Such staggering cuts to the world’s most generous bilateral donor would not only compound the rising humanitarian crises, Shah said, but the shifts will likely reverse U.S. leadership on humanitarian food assistance, voluntary family planning, women’s and maternal and child health, “and on and on,” he said.
“It’ll basically create a negative influence as those things play out, if they play out as proposed,” he said. “The degree to which American humanitarian leadership is in question right now could not be overestimated.”
A different environment
While Shah celebrated Green’s capabilities and commitment “to the mission of development and humanitarian leadership,” he admitted the tone of the administration will be less cordial to even the most qualified development interests.
“I do hope he stays strong,” Shah said, “because unlike the working environment [Thier] and I had, I don’t think he’s entering a [National Security Council] principals’ table with everybody saying, ‘How can we help you?’”
Another strategy Shah suggested was to take advantage of his recent arrival and “go back in there and ask for a new budget.”
“He just got appointed, he should go in and say ‘you don’t want to be the president who on your watch let hundreds of thousands of children starve, and led to dismantling health programs that have extraordinary bipartisan support,’” Shah said.
Speaking to Devex after the talk, he described Green as a “seasoned political leader” whose experience working across the aisle will come in handy, particularly as he will be under pressure to revive smoldering aid interests in Congress; perhaps the last best hope for USAID.
“Mark Green should go in and say ‘you don’t want to be the president who on your watch let hundreds of thousands of children starve, and led to dismantling health programs that have extraordinary bipartisan support.’”— Rajiv Shah, president at the Rockefeller Foundation
With a current approval rating of 9 percent, “Congress has not been known for civility or friendship and certainly not bipartisan action over the last decade,” Shah said.
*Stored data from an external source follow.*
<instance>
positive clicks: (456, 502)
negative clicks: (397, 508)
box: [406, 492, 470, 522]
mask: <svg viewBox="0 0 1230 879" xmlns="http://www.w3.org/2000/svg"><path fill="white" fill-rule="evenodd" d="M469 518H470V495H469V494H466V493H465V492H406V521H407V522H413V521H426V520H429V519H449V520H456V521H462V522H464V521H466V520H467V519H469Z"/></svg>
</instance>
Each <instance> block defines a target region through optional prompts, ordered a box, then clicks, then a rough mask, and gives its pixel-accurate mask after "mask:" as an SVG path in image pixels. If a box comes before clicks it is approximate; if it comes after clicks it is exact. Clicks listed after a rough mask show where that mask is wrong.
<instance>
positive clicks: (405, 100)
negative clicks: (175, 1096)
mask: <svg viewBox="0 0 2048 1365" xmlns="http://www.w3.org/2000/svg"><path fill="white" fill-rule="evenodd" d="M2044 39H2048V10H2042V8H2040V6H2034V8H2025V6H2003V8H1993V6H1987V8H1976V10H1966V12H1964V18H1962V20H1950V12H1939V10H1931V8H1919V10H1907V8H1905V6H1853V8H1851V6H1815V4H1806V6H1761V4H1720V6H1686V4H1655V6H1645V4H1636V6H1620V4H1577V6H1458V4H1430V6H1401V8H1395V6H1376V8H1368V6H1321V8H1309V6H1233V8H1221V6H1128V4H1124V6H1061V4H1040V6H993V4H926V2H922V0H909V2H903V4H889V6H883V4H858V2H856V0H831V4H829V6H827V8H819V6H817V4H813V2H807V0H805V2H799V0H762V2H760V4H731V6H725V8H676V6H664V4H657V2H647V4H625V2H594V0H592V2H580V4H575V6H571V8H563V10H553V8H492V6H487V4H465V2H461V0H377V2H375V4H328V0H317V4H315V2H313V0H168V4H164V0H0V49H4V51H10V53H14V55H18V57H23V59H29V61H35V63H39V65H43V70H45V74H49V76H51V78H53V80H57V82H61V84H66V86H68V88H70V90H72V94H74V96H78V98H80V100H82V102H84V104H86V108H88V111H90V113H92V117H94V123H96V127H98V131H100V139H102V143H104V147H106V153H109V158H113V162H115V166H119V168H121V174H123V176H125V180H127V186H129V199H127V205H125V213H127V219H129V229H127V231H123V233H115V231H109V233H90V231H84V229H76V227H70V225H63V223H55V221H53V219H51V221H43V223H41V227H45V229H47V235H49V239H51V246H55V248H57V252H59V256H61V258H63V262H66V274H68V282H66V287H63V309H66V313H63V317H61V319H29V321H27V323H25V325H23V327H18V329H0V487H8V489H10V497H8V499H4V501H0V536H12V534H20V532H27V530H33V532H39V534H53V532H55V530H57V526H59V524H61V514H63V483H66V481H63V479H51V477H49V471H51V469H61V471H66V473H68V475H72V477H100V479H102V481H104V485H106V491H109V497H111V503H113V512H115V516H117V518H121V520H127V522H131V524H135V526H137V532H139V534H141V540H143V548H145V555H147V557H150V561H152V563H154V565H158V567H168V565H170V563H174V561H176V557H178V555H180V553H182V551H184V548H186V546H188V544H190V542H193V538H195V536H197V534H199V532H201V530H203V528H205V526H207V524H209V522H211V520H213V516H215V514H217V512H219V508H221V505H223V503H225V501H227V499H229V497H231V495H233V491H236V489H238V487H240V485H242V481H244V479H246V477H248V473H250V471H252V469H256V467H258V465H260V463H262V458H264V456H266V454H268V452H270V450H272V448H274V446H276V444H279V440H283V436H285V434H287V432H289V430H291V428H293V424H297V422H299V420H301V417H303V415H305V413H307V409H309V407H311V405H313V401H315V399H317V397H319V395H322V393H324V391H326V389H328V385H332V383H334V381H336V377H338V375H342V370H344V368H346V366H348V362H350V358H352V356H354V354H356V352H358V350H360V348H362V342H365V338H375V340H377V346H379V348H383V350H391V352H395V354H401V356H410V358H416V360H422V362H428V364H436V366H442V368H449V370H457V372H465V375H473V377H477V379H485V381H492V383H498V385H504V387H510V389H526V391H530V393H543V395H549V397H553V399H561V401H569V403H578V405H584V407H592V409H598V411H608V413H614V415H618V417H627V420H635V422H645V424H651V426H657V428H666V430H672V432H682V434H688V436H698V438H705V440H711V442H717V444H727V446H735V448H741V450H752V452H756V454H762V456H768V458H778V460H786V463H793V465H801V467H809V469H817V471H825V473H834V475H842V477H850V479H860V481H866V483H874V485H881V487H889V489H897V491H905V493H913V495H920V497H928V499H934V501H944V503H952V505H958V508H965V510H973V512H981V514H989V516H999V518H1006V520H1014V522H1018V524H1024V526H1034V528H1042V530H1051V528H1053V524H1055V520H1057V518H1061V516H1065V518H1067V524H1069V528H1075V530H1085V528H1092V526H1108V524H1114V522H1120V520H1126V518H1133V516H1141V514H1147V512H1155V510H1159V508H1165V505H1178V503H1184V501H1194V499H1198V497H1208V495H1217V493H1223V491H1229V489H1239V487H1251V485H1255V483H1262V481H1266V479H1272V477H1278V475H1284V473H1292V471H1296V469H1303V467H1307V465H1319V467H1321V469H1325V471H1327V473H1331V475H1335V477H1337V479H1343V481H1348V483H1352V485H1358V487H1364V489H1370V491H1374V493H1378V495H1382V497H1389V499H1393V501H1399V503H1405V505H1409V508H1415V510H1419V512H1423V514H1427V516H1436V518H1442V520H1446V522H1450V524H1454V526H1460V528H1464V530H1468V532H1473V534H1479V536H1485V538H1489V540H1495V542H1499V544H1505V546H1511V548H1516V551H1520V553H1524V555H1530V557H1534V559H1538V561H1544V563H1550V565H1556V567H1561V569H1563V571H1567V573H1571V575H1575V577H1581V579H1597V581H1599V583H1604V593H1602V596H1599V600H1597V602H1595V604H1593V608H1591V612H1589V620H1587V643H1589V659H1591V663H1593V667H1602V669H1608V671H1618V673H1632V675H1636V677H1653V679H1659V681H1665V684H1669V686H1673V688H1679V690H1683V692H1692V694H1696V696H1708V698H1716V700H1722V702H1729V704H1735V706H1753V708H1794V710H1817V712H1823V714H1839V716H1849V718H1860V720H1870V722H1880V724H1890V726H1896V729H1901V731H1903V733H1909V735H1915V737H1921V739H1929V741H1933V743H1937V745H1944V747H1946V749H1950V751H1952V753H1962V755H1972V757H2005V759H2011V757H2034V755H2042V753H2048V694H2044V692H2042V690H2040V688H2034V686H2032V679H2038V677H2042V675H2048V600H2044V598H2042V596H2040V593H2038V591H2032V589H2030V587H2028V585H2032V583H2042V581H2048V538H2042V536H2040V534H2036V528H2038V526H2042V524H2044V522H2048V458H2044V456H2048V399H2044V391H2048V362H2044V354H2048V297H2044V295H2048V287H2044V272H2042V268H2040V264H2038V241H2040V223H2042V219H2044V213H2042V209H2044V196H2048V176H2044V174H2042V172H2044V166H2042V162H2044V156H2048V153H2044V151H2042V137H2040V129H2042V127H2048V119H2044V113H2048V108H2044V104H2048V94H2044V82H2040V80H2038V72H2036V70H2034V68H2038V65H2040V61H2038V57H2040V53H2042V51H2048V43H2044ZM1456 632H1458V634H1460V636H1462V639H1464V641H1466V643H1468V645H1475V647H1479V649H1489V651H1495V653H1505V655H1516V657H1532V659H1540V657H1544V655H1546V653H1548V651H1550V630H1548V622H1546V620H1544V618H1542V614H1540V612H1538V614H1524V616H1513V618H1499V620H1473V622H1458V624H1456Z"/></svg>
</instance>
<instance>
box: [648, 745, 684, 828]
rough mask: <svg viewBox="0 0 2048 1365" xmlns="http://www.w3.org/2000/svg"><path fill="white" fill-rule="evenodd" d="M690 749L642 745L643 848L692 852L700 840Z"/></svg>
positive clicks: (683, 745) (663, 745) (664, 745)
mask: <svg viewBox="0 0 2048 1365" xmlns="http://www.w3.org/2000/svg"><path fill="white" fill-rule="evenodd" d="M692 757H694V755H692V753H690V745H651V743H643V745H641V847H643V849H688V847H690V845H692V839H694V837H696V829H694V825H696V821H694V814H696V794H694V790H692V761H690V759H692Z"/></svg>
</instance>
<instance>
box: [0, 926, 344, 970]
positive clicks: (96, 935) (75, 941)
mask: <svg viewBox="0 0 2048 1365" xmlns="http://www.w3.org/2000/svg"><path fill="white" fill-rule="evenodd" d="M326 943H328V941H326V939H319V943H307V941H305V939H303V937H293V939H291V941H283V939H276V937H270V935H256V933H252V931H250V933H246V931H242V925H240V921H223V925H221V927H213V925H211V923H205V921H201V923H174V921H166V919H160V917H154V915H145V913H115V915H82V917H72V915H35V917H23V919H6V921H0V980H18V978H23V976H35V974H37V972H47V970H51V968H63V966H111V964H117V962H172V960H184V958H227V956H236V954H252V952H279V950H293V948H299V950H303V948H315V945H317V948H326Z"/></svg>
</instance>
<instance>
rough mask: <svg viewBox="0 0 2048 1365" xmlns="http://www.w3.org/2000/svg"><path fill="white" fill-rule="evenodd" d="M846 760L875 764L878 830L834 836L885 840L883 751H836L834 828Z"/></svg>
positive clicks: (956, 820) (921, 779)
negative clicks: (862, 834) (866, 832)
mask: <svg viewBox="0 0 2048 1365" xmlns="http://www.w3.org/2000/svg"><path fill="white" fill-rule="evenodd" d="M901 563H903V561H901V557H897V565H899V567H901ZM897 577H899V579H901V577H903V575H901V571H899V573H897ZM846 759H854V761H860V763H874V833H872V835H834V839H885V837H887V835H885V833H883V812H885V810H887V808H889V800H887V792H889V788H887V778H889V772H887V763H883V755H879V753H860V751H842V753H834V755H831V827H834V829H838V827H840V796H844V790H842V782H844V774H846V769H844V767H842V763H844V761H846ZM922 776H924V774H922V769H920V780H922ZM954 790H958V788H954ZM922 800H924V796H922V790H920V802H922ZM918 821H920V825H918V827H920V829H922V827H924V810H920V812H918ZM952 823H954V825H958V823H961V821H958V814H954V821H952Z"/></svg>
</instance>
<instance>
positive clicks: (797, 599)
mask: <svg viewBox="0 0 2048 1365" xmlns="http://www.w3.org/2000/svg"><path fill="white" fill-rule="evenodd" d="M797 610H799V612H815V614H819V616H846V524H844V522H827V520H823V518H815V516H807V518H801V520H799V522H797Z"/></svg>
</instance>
Yet it was during the past two decades that an embattled Congress managed to mark several aid milestones, including Electrify Africa and the President’s Emergency Plan for AIDS Relief.
He advised Green go in and saying: “Let’s rethink what we’ve been doing, given that there is this immediate crisis, given that we know the cuts in these programs will lead to real and immediate loss of life, and given that the last thing you want to be doing is sending troops or dealing with sending troops into places you’d rather not have to deal with in a military context. Let’s use our aid more aggressively in this context and just rethink the policy we’ve put forth.”
A changing sphere of influence
While it may be difficult for the new U.S. president to hear, the U.S. is falling behind when it comes to multilateral investment, Shah said. In order to catch up, he suggested that Green use USAID’s new “defensive position” to pursue reform, and to begin collaborating with China.
Read our series on China's expanding role in aid and development across the globe. From tensions in Ghana to projects in Pakistan, from climate financing to donor partnerships, from individual philanthropy to state-financed investment, we trace the past, present and future of Chinese aid.
“I’d point out that the most aggressive country that is using its soft power to expand its spheres of influence around the world is China, and the Chinese institutions, like the Chinese Development Bank and the Asian Infrastructure Investment Bank, are now larger in their global outlays in developing countries than the World Bank; and if you’re making a bet 20 years out, unless we partner with them, the Bretton Woods Institutions will be less important.”
More broadly, Shah suggested Green “make it about trade and investment, more about results in fragile states and national security hotspots,” as opposed to focusing on investments in middle-income countries. He said he believes that in the future, pursuing investments in fragile contexts such as Yemen and Northern Nigeria will yield “greater results for eliminating poverty than countries like Ghana.”
He also advised working with philanthropic institutions such as the Bill & Melinda Gates Foundation and the Rockefeller Foundation and the partners in the Giving Pledge community that “want to use their private capital to make the world a better place,” in order to “demonstrate these problems are solvable.”
At the end of the day, he said, Green will need to lean on the soft power argument.
“It’s reasonable to believe that leaders like Mark Green will be able to make the case that this 1 percent of the federal budget produces national security and economic benefits that far outweigh the cost, in a manner that’s compelling for this president to change [his] policy positions,” he told Devex.
Finally, he called on a higher power. “You never know, Mark could be very successful — and I think we have to hope and pray for that.”